Rather than looking for the most conservative candidate, Christians should support candidates that best support biblical policies and exemplify virtuous character regardless of where others might classify them on the political spectrum. Looking to the federal CPC 2022 leadership race, each of the current candidates have something to offer here as well as something that detracts from their appeal.
Pierre Poilievre and Roman Baber are carrying the liberal freedom torch high after it was hidden under a basket for most of COVID, yet they are over-committed to freedom so that they lose touch with what is objectively morally good: both are in favour (at least to some extent) of abortion, euthanasia, same-sex marriage, etc.
Leslyn Lewis strikes a much better balance between promoting what is biblically good and safeguarding rights and freedoms, although she, like Poilievre, has started to strongly criticize financial institutions, media institutions, government institutions, and international institutions that each have a legitimate role to play in our society.

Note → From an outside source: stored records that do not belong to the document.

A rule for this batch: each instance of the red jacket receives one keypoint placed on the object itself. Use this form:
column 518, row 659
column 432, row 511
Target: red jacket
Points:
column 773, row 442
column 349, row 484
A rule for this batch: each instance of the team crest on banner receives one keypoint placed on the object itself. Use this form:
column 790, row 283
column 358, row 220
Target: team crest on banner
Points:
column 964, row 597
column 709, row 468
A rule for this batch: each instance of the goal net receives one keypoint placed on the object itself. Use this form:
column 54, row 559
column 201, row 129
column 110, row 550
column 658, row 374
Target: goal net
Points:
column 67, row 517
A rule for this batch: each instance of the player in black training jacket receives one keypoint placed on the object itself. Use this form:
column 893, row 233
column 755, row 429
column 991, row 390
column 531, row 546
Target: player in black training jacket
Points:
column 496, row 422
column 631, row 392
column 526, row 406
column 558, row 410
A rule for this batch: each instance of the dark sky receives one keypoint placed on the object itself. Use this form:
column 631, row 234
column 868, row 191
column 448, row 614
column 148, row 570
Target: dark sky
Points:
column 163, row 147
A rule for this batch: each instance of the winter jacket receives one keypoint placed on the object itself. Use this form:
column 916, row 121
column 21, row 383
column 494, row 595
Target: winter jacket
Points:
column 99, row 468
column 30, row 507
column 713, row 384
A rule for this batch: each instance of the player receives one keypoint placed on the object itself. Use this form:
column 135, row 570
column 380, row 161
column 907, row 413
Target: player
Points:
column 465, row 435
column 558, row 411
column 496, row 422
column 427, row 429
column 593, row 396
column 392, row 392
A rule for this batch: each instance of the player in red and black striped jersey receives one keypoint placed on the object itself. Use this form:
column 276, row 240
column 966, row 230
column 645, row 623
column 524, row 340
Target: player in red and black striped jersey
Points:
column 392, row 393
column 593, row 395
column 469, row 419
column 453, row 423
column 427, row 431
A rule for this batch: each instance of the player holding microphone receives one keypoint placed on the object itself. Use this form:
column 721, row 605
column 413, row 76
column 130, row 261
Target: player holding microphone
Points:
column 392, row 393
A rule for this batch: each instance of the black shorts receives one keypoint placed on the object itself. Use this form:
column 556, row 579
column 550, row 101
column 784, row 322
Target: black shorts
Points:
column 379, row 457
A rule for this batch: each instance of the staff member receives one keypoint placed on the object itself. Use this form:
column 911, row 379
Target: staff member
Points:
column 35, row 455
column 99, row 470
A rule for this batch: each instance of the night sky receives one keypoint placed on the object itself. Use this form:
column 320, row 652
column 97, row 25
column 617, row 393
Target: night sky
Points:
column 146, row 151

Patrick Brown seems most committed to a form of pluralism and diversity through his outreach to different ethnic and religious groups. For instance, he has been a long-time critic of Quebec’s restrictions on wearing religious garb or religious symbols. But does he appreciate and respect institutional pluralism and does he know the limits to diversity, or is his pluralism lead him to moral relativism?

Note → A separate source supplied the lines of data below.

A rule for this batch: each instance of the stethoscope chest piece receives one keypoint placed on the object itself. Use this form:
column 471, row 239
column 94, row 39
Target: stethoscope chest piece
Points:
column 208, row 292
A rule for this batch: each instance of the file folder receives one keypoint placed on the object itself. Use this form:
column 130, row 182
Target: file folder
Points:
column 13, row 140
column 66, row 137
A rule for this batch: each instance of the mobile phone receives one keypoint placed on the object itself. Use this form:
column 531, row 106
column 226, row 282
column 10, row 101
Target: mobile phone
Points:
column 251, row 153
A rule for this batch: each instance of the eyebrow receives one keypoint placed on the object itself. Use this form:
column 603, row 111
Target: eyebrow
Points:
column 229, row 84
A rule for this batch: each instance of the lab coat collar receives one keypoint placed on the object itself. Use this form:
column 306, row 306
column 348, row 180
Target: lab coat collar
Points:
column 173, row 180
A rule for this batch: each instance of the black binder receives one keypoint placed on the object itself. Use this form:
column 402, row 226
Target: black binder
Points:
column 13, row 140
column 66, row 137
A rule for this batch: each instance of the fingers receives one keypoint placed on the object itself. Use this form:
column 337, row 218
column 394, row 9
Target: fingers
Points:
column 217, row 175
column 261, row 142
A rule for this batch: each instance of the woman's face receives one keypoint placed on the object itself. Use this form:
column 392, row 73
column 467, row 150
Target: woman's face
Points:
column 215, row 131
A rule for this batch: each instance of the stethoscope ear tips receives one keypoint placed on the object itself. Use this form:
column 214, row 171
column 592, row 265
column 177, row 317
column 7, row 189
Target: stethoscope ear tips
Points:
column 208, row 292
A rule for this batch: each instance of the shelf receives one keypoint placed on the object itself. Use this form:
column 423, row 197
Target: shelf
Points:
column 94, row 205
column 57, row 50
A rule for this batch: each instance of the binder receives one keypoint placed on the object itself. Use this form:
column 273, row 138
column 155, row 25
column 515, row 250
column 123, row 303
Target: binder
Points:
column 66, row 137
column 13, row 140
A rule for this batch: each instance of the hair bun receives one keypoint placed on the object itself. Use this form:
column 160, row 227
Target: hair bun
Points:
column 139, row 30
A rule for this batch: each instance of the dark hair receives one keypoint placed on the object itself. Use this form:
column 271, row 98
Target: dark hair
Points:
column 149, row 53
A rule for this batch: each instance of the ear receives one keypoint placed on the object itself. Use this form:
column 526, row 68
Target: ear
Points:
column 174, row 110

Jean Charest, the candidate with the most political experience, arguably best wears the mantle of law, order, and good government brand. Scott Aitchison emphasizes the need for conservatives to be civil citizens in a peaceable society. Yet when it comes to policy, neither seem to offer much in the way of policy that respects God’s standard of good and evil. Christians should look for more than experience and style, as important as those are, in their leaders.
Conclusion
Hopefully, each of these candidates will not just argue about who is more conservative to win the votes of the Conservative membership but also consider what type of leader Scripture calls them to be.

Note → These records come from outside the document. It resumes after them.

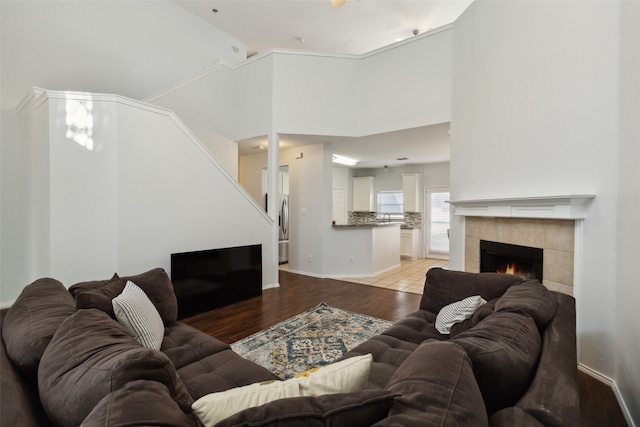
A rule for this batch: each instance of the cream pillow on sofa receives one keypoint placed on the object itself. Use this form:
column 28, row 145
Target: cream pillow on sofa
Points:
column 137, row 314
column 457, row 312
column 346, row 376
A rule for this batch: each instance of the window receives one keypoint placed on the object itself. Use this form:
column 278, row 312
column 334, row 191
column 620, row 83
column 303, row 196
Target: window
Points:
column 390, row 202
column 438, row 220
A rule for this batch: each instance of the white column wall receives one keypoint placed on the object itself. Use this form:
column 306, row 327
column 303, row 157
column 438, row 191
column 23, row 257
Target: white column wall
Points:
column 83, row 196
column 535, row 102
column 32, row 258
column 253, row 103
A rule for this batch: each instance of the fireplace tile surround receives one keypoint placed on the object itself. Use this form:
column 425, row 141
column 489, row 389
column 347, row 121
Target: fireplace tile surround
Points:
column 555, row 237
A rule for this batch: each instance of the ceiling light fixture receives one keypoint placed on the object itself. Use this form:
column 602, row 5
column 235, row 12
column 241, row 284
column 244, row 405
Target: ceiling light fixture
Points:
column 344, row 160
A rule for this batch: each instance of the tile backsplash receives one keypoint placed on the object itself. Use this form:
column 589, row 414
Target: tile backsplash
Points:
column 412, row 219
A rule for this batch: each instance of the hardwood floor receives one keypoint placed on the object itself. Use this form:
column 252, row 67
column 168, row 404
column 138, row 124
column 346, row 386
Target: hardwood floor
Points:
column 297, row 293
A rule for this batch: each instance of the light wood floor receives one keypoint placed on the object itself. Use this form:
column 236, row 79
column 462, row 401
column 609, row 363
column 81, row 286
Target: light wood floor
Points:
column 297, row 293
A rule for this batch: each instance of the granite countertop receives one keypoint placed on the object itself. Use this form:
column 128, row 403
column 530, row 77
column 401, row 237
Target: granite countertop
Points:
column 369, row 225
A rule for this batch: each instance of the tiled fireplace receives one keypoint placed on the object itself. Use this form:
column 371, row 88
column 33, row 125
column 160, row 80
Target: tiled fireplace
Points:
column 547, row 227
column 554, row 237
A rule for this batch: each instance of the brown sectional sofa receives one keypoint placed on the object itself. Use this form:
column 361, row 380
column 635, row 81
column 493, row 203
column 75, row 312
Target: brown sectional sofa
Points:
column 66, row 361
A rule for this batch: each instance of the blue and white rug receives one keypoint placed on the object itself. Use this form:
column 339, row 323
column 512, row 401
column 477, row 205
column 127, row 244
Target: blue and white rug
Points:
column 314, row 338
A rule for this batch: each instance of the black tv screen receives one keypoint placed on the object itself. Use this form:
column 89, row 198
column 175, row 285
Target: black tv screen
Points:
column 208, row 279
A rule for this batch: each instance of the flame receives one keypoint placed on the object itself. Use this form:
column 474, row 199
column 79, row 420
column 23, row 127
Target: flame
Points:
column 511, row 269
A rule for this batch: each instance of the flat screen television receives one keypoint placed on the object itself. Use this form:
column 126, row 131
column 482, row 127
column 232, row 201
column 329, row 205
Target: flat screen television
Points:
column 212, row 278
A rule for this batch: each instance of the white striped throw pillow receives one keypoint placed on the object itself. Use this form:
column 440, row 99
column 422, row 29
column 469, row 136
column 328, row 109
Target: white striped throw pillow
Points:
column 137, row 314
column 457, row 312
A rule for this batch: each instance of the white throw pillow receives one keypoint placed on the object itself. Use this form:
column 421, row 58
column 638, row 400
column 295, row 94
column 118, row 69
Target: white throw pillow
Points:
column 457, row 312
column 137, row 314
column 346, row 376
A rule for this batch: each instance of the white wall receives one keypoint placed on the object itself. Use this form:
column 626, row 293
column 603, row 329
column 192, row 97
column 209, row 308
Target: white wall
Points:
column 253, row 98
column 536, row 89
column 306, row 87
column 206, row 106
column 147, row 189
column 408, row 86
column 97, row 46
column 626, row 289
column 126, row 47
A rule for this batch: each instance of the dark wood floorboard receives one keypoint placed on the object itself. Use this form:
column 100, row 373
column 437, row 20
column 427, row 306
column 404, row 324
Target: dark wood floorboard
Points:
column 297, row 293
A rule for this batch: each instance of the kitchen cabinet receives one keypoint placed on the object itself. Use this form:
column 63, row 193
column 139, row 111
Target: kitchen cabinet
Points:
column 363, row 200
column 410, row 243
column 411, row 192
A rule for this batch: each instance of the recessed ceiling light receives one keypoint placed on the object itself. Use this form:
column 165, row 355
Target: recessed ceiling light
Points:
column 344, row 160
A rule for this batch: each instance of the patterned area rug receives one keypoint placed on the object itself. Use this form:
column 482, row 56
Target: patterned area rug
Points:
column 314, row 338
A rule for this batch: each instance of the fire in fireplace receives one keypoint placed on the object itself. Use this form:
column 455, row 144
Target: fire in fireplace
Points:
column 523, row 261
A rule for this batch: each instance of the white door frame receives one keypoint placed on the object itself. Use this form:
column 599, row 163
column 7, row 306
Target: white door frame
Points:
column 426, row 237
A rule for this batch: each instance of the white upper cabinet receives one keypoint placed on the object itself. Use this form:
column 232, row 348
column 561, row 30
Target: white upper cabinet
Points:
column 410, row 190
column 363, row 194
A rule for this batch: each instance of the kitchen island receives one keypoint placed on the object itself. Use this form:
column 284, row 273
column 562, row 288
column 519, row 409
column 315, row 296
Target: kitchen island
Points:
column 362, row 250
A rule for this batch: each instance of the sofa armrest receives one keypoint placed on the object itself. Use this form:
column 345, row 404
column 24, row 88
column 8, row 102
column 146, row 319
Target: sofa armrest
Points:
column 19, row 402
column 552, row 397
column 513, row 416
column 437, row 387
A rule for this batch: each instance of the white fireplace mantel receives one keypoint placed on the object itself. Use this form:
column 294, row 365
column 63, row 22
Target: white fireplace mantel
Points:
column 546, row 207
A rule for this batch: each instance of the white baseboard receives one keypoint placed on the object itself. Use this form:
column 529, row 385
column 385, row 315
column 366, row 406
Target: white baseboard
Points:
column 616, row 392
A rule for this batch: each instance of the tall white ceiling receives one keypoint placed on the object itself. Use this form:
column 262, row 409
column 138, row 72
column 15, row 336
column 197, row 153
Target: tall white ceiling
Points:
column 357, row 27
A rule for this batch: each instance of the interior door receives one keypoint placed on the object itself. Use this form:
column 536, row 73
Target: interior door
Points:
column 338, row 210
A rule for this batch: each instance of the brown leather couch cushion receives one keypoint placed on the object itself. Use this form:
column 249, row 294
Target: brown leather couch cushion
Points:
column 388, row 354
column 416, row 327
column 483, row 311
column 443, row 287
column 532, row 298
column 361, row 408
column 504, row 349
column 437, row 387
column 90, row 356
column 32, row 321
column 139, row 403
column 19, row 403
column 206, row 364
column 155, row 283
column 98, row 293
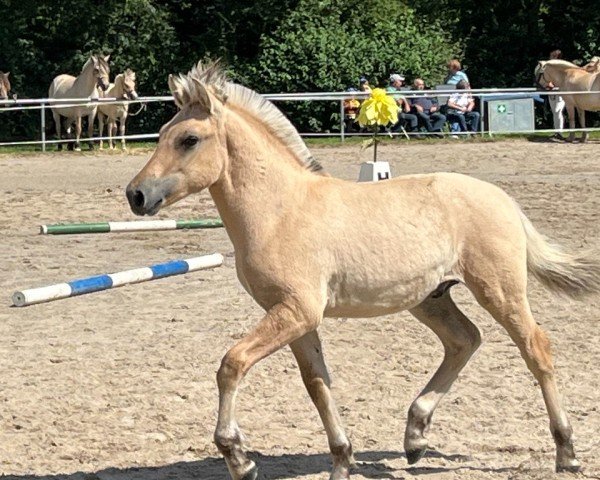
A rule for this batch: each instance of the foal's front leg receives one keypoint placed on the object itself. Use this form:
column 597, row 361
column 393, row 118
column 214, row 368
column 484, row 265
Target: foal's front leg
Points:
column 283, row 323
column 309, row 355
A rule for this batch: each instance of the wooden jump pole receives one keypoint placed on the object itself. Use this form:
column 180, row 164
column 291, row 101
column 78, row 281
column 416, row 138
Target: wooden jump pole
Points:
column 135, row 226
column 97, row 283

Every citizen can push leadership candidates and ultimately entire political parties in this direction. We encourage you to question leadership candidates on key issues being debated today, issues such as euthanasia, free speech, and conversion therapy. That’s something that any citizen can do, regardless of their party affiliation. Read this article for more on that.
But the greatest impact that you can have in leadership races is to become a member of a political party and vote for the best leader. For this particular Conservative leadership race, you have to be a member by Friday, June 3. If this is a party that you, your family, or your friends wish to influence, then time’s ticking!
[1] David VanDrunen. (2020). Politics after Christendom: Political Theology in a Fractured World. Zondervan; Grand Rapids, MI. Page 369.
[2] David VanDrunen. (2020). Politics after Christendom: Political Theology in a Fractured World. Zondervan; Grand Rapids, MI. Page 365.